When I look back, I can clearly remember how difficult that feeling of love was to maintain, although it felt so amazingly real and powerful. It was too much to bear; it was too strong, too intense. I felt as if I didn’t have the strength to contain it and carry it, and in the end, I was right. How strange that hate, on the other hand, has been so hard to get away from. Hate is like a cancer that feeds on everything around it, growing voraciously, while love is like a plant that must – just like a close relationship – be carefully tended so that it will not die; so that it will thrive. The problem is, I think, that people just don’t know how to deal with love – with real, unasked-for, ‘unearned’ love. For whatever reason, this world is much more comfortable with anger, bitterness, and hatred. Love also attracts love, but the magnetic power of hate is much stronger. People are, in general, simply not attuned to love. They react to unsought, unwarranted gestures of love as one would to a threat. We have been conditioned to believe that we have to constantly be on our guard; to be prepared for attack. Hate, in the end, is simply fear. It is, in essence, a kind of self-protection.
One only has to look at examples from recent history to see how hate breeds hate within societies. The formation of the nation of Israel, beautiful and noble as it was in idea, has led a people who had known the worst form of victimization imaginable to become perpetrators of daily acts of injustice and cruelty. Thanks to that bit of geo-political dealing by the powers-that-be, hatred of Muslims has reached hysterical peaks in the western world, leading to acts of violence, retaliation, terrorism, unending war. There is no question that the Jews of Europe deserved some recompense for what they had been through; the least the West could do was to offer them, finally, and sadly far too late, some safety. Those who chose to emigrate to Palestine were determined to never be victims again. They wanted to once again rise as a nation of warriors. This they have done, but at the price of mirroring, to some degree, the racism and brutality that they suffered at the hands of Europe.
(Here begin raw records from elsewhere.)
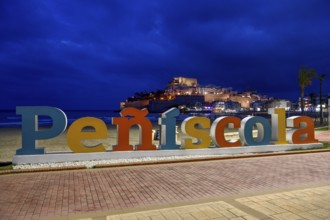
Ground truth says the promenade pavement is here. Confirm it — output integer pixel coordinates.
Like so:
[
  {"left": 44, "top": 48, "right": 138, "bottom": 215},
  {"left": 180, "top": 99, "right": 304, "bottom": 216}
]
[{"left": 0, "top": 152, "right": 330, "bottom": 220}]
Look at Liberia, or Sierra Leone, both of which were ‘founded’ by former slaves, along with influential traders and policymakers from the countries in which these slaves had been exploited, apparently in a bid to get newly-freed slaves as far away from their former masters as possible. Once free, these ex-slaves proceeded to create caste systems in their newly acquired lands, enslaving and brutalizing the local people, trampling them underfoot, subjugating the native people just as they themselves had once been subjugated.
We can look at the high likelihood that those who were abused in childhood will, in turn, become abusers. There is no question that hate feeds on itself, reproduces itself, grows at a nearly exponential rate. If we are to believe the Bible, that book of violence with its one little tale of love, hate swallows up and destroys those who try to show that love could possibly be stronger. Why is the world so afraid of love, so afraid of deserving gentleness, kindness, care? We are all in this together; why can we not feel it? Despite the years of struggle and spiritual pain that have clouded my memory of that time so long ago, I will never forget how beautiful it felt to sense that we are all here, utterly connected, for a beautiful purpose. I wish that I had been strong enough to pass that feeling on. For now, I can only be grateful that I am free of that terrible, long-festering wound of anger, and hope that we are all, somehow, quietly evolving toward the realization that we are as capable of radiating and empowering the forces of love as we have proven ourselves to be adept at amplifying the terrible abomination of hatred.